If you truly must not have a VM (rare), there's still C. Perhaps rust.



I think this is probably the most salient point. C/Rust then Java. I don't know why people hate on Java so much. And I think C lives fine along side Rust.


Java forces OOP and it's verbosity is worse than COBOL.


> Java forces OOP and it's verbosity is worse than COBOL.

Java doesn't force OOP in any meaningful way. I mean it does, in that you need to wrap all code in a class, but that's a non-issue (one line of code at the top and a closing bracket). You can write Java code where all functions are static and do nothing is object-oriented, when that's the best match for your needs.

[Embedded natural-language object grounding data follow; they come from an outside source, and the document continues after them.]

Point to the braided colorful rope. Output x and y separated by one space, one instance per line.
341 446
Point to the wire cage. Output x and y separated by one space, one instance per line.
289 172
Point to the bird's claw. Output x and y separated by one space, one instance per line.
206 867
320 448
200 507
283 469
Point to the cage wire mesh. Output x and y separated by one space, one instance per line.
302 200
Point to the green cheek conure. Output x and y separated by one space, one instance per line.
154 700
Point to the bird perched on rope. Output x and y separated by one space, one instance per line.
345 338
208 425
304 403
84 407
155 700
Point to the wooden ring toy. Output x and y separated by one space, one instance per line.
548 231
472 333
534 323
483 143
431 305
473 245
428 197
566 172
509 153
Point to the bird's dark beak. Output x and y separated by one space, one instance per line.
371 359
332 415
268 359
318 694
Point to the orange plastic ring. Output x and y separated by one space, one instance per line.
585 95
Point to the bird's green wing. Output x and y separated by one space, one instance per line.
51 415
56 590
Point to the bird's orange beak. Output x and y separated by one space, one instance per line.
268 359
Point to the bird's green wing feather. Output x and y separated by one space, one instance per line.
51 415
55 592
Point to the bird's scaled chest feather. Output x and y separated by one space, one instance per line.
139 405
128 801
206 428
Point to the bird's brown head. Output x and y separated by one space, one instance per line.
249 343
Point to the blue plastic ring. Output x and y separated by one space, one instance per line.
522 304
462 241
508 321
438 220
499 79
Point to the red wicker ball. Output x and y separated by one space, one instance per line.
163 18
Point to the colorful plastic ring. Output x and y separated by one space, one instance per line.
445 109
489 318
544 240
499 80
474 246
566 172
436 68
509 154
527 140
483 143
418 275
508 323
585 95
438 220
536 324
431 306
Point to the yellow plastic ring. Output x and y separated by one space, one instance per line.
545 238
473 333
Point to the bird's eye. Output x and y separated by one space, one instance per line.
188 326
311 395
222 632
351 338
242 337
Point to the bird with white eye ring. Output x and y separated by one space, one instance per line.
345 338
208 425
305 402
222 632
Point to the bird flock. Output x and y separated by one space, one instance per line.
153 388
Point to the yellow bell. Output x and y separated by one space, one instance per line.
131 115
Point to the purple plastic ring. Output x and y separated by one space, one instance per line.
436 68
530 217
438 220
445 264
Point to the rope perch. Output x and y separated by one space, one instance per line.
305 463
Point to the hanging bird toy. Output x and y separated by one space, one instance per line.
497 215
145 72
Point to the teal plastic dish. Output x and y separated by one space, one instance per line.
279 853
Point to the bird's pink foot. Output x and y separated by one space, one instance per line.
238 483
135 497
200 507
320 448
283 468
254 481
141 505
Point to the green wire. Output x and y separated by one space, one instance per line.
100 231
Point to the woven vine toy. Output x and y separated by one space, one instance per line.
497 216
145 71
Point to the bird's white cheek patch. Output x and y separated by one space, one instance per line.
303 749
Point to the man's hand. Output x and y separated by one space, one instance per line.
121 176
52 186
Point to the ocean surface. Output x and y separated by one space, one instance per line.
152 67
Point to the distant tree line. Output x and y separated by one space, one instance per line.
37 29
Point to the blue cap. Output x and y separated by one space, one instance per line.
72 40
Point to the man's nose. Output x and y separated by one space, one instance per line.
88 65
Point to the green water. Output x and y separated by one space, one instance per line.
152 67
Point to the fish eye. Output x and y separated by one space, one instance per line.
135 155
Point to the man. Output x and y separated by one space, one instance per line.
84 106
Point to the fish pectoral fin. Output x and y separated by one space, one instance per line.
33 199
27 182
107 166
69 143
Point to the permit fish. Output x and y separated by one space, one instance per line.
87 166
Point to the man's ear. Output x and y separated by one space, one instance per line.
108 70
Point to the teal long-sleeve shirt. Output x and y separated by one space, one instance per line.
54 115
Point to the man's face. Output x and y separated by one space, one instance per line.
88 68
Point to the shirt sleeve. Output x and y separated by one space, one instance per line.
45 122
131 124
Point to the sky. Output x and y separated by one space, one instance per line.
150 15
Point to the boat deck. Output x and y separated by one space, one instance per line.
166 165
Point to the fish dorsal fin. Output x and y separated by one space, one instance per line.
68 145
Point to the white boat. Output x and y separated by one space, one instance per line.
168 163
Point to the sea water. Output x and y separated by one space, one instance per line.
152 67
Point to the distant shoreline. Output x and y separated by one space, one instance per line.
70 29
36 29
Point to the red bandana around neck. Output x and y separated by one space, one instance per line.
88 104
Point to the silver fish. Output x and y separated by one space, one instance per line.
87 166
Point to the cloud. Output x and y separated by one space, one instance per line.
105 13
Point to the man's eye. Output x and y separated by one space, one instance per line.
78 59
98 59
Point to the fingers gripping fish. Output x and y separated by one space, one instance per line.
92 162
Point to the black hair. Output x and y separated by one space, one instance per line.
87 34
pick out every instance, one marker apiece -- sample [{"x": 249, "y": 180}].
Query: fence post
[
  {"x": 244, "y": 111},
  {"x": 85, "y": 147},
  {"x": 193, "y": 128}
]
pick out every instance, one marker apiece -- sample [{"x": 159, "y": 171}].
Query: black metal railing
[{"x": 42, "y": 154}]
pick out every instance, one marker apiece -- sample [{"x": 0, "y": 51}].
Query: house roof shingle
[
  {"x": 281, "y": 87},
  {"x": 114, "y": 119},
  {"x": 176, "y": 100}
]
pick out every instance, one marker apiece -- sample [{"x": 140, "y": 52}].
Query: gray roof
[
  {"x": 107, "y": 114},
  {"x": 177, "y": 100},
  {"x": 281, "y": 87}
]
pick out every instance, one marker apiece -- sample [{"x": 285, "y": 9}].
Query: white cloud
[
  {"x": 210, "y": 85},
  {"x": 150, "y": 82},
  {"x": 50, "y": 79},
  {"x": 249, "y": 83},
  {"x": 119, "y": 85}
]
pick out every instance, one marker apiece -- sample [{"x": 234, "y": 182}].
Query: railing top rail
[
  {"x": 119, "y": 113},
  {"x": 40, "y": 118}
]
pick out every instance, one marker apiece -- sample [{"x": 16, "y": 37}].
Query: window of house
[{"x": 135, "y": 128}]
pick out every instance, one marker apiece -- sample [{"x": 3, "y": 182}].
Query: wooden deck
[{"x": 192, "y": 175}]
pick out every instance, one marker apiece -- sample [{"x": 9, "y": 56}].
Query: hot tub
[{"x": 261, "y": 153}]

On verbosity, you can latch on to the ConstructorAccessorMapFieldGetterFactorySingleton nonsense if you want but that's on you. Nothing in the Java language forces that on anyone. Having been writing Java code since 1996 I've never written such code.


Java is based on Objective-C without any of the nice flexibility, doesn't have value types, has C-like numeric types except they're less flexible yet not any safer, and its culture thinks you organize code by putting it into 6+ layers of namespaces inside other namespaces.

My rule is that languages are good if they have value types, which explains why PHP is good.


C# also has value types and structs. Also a bonus over the top fanboyism is absent.


Java is not very fast compared to c++, or you'd see it in embedded systems all over.


> Java is not very fast compared to c++, or you'd see it in embedded systems all over.

Those are quite different domains, with only minimal overlap.

Embedded systems more often that not are not seeking maximum performance. What matters is smaller code size and running on mimimal hardware. Java doesn't do so well there since you have the overhead of the VM. Java is rarely a sensible choice for embedded code. Just use simple C, or rust if it works for the use case.

(Yes I know project green was originally about embedded set-top boxes! But times changed.)

Performance critical systems are usually large servers for either high througput (web or other server traffic) or low latency (HFT) applications. The opposite end of the spectrum from embedded. That's where Java shines. You might be able to beat Java with carefully hand-tuned C++ but just as likely the JIT might beat you. So for maximum performance server code combined with a more sane developer productivity, Java cannot be beat.


I understand, but the topic of this article is about embedded systems. Java is not a player here.


what's fast really depends on lot on what you are building - without more details about the challenge at hand any statements about performance are unhelpful. A huge backend system? The logic in a toaster? A space ship?